Installing Dependencies

library(greta)

Why we need to install dependencies

The greta package uses Google’s TensorFlow (TF) and Tensorflow Probability (TFP)) under the hood to do efficient, fast, and scalable linear algebra and MCMC. TF and TFP are python packages, and so are required to be installed. This is different to how normal dependencies work with R packages, where the dependencies are automagically built and managed by CRAN.

Unfortunately, there isn’t an automatic, reliable way to ensure that these are provided along when you install greta, so we need to take an additional step to install them. We have tried very hard to make the process as easy as possible by providing a helper function, install_greta_deps().

How to install python dependencies using install_greta_deps()

We recommend running:

install_greta_deps()

And then following any prompts to install dependencies. You will then need to restart R and load library(greta) to start using greta.
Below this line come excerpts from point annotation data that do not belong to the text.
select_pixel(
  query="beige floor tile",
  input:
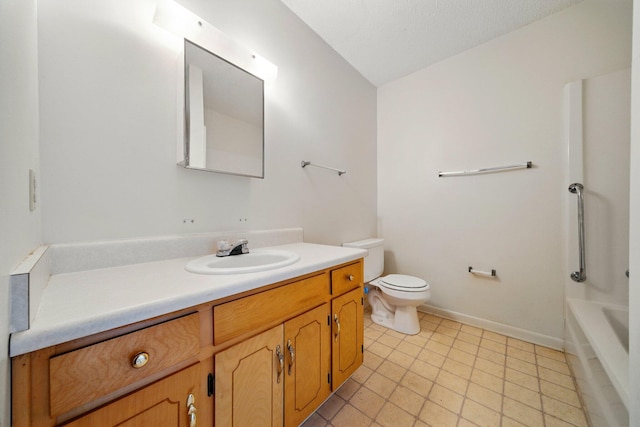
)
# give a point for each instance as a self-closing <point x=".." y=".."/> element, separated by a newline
<point x="392" y="416"/>
<point x="521" y="354"/>
<point x="441" y="338"/>
<point x="391" y="370"/>
<point x="522" y="379"/>
<point x="436" y="359"/>
<point x="367" y="402"/>
<point x="523" y="395"/>
<point x="508" y="422"/>
<point x="554" y="377"/>
<point x="417" y="383"/>
<point x="560" y="393"/>
<point x="492" y="356"/>
<point x="484" y="396"/>
<point x="494" y="336"/>
<point x="417" y="340"/>
<point x="437" y="416"/>
<point x="348" y="389"/>
<point x="349" y="416"/>
<point x="446" y="398"/>
<point x="361" y="374"/>
<point x="451" y="374"/>
<point x="425" y="369"/>
<point x="455" y="367"/>
<point x="522" y="366"/>
<point x="331" y="407"/>
<point x="452" y="382"/>
<point x="451" y="324"/>
<point x="437" y="347"/>
<point x="471" y="330"/>
<point x="522" y="345"/>
<point x="480" y="414"/>
<point x="553" y="364"/>
<point x="380" y="349"/>
<point x="408" y="348"/>
<point x="490" y="367"/>
<point x="550" y="353"/>
<point x="564" y="412"/>
<point x="372" y="361"/>
<point x="554" y="422"/>
<point x="465" y="346"/>
<point x="444" y="330"/>
<point x="469" y="337"/>
<point x="487" y="380"/>
<point x="408" y="400"/>
<point x="493" y="345"/>
<point x="389" y="341"/>
<point x="522" y="413"/>
<point x="401" y="359"/>
<point x="462" y="356"/>
<point x="380" y="384"/>
<point x="466" y="423"/>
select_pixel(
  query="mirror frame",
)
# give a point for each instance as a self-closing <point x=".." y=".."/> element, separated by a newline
<point x="185" y="159"/>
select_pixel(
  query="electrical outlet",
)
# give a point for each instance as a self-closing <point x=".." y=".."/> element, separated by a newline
<point x="32" y="190"/>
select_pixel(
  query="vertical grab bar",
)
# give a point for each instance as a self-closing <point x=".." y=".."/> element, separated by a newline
<point x="579" y="276"/>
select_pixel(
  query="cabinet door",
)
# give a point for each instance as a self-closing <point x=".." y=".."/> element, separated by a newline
<point x="163" y="403"/>
<point x="250" y="380"/>
<point x="308" y="364"/>
<point x="347" y="315"/>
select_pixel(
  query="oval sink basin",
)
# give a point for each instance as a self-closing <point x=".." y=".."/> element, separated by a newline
<point x="254" y="261"/>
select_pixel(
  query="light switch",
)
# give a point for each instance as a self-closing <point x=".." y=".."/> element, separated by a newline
<point x="32" y="190"/>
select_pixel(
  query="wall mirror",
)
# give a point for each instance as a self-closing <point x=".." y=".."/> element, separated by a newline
<point x="223" y="115"/>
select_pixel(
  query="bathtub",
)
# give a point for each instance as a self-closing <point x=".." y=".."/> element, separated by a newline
<point x="598" y="351"/>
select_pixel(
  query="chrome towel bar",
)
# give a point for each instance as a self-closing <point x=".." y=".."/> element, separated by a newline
<point x="581" y="275"/>
<point x="526" y="165"/>
<point x="340" y="171"/>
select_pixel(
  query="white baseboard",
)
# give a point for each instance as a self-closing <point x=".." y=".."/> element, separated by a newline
<point x="511" y="331"/>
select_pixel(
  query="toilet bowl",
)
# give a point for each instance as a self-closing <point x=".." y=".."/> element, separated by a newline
<point x="393" y="298"/>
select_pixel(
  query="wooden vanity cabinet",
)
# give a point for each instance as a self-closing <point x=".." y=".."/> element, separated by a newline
<point x="277" y="353"/>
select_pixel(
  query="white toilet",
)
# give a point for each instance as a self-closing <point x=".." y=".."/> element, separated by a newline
<point x="395" y="297"/>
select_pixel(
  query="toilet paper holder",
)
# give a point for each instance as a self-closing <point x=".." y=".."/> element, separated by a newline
<point x="491" y="273"/>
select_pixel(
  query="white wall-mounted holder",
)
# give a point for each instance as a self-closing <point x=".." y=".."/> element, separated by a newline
<point x="491" y="273"/>
<point x="340" y="171"/>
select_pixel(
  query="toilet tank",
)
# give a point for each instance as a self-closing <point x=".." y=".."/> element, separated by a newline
<point x="374" y="261"/>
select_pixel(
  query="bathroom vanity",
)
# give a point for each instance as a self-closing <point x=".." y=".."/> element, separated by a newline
<point x="263" y="354"/>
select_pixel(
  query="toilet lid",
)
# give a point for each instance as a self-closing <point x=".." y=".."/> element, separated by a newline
<point x="402" y="282"/>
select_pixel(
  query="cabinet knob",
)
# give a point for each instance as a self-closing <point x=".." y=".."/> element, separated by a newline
<point x="140" y="359"/>
<point x="191" y="410"/>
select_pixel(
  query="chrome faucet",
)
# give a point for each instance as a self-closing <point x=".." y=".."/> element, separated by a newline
<point x="238" y="248"/>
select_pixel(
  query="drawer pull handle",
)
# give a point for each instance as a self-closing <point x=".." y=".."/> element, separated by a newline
<point x="292" y="355"/>
<point x="280" y="362"/>
<point x="191" y="410"/>
<point x="140" y="359"/>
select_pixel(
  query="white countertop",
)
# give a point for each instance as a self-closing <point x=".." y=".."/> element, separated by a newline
<point x="75" y="305"/>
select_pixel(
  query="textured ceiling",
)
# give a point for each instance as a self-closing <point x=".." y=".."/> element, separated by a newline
<point x="388" y="39"/>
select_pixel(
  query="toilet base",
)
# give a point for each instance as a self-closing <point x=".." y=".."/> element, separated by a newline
<point x="400" y="319"/>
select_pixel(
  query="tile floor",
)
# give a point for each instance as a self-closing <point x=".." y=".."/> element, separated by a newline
<point x="451" y="374"/>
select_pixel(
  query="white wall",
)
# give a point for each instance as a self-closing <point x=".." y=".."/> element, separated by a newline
<point x="20" y="230"/>
<point x="108" y="128"/>
<point x="497" y="104"/>
<point x="634" y="230"/>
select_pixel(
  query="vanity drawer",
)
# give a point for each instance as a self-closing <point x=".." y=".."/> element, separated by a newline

How install_greta_deps() works

The install_greta_deps() function installs the Python dependencies TF and TFP. By default it installs versions TF 2.15.0, and TFP version 0.23.0. It places these inside a conda environment, “greta-env-tf2”. For the default settings, this is python 3.10. Using a conda environment isolates these exact python modules from other python installations, so only greta will see them.

We do this as it helps avoids installation issues, where previously you might update TF on your computer and overwrite the current version needed by greta. Using this “greta-env-tf2” conda environment means installing other python packages should not be impact the Python packages needed by greta. It is part of the recommended way to manage python dependencies in an R package as recommended by the team at Posit.

Using different versions of TF, TFP, and Python

The install_greta_deps() function takes three arguments:

  1. deps: Specify dependencies with greta_deps_spec()
  2. timeout: time in minutes to wait in installation before failing/exiting
  3. restart: whether to restart R (“force” - restart R, “no”, will not restart, “ask” (default) - ask the user)

You specify the version of TF TFP, or python that you want to use with greta_deps_spec(), which has arguments:

  • tf_version
  • tfp_version
  • python_version

If you specify versions of TF/TFP/Python that are not compatible with each other, it will error before starting installation. We determined the appropriate versions of Python, TF, and TFP from https://www.tensorflow.org/install/source#tested_build_configurations and https://www.tensorflow.org/install/source_windows#tested_build_configurations, and by inspecting TFP release notes. We put this information together into a dataset, greta_deps_tf_tfp. You can inspect this with View(greta_deps_tf_tfp).

If you provide an invalid installation versions, it will error and suggest some alternative installation versions.

How we install dependencies

For users who want to know more about the installation process of dependencies in greta.

We create a separate R instance using callr to install python dependencies using reticulate to talk to Python, and the R package tensorflow, for installing the tensorflow python module. We use callr so that we can ensure the installation of python dependencies happens in a clean R session that doesn’t have python or reticulate already loaded. It also means that we can hide the large amounts of text output to the console that happens when installation is running - these are written a logfile during installation that you can read with open_greta_install_log().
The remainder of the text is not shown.